Gene–culture interactions have been documented to be responsible for faster and stronger evolutionary dynamics and might be the dominant form of human evolution.26 Dietary changes and thinning enamel are an example of a gene–culture interaction. This study expands on the findings of adaptive evolution demonstrated by the non-synonymous-derived allele (rs7671281) and provides direct evidence relating it to thinner enamel. Although it is believed that thinner enamel is advantageous for shearing, thinner enamel might not be an advantage with a modern diet that is much higher in refined carbohydrates.
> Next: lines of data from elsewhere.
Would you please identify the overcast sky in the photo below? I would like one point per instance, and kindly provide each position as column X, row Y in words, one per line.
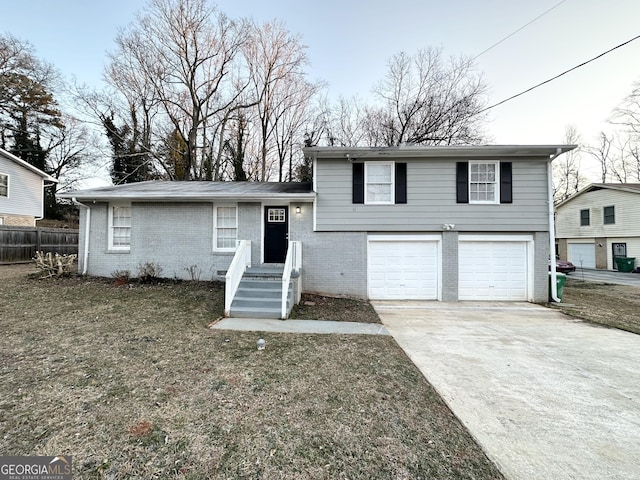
column 349, row 43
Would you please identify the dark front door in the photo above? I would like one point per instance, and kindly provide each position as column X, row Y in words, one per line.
column 619, row 250
column 276, row 234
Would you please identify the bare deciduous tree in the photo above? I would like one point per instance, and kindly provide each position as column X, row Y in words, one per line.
column 567, row 176
column 187, row 52
column 427, row 100
column 601, row 152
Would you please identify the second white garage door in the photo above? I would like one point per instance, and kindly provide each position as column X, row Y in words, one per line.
column 493, row 270
column 403, row 269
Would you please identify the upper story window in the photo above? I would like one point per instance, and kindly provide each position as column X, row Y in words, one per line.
column 484, row 186
column 609, row 215
column 484, row 182
column 4, row 185
column 584, row 218
column 379, row 183
column 225, row 228
column 119, row 227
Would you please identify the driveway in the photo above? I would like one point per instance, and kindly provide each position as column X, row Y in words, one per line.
column 545, row 395
column 606, row 276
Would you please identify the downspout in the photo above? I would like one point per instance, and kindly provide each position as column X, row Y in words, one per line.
column 87, row 223
column 552, row 230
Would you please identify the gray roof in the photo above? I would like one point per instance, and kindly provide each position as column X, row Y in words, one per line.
column 166, row 191
column 623, row 187
column 412, row 151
Dental caries was not a common finding in early humans27 because of their diet low in refined carbohydrates; therefore, evolutionary pressure for thinner enamel would not have been an adverse consequence. It has been suggested that the influence of genetic variation of enamel formation genes may influence susceptibility to caries.28 A recent study looked at ENAM variants and caries susceptibility and found that none of the evaluated SNPs, which were studied separately, were associated with caries when classic caries risk factors were included in the model; however, when rs7671281 was analysed in the presence of another ENAM SNP (rs3796704), caries susceptibility increased 2.66-fold, independent of other risk factors.29 This increased caries risk might be due to the thinner enamel of the derived allele. Dental caries is a complex disease with many associated risk factors but may be, at least in part, a modern consequence of the SNP C14625T and thinner enamel. This is the first direct evidence of a role of a dental gene implicated in the adaptive evolution of the human species.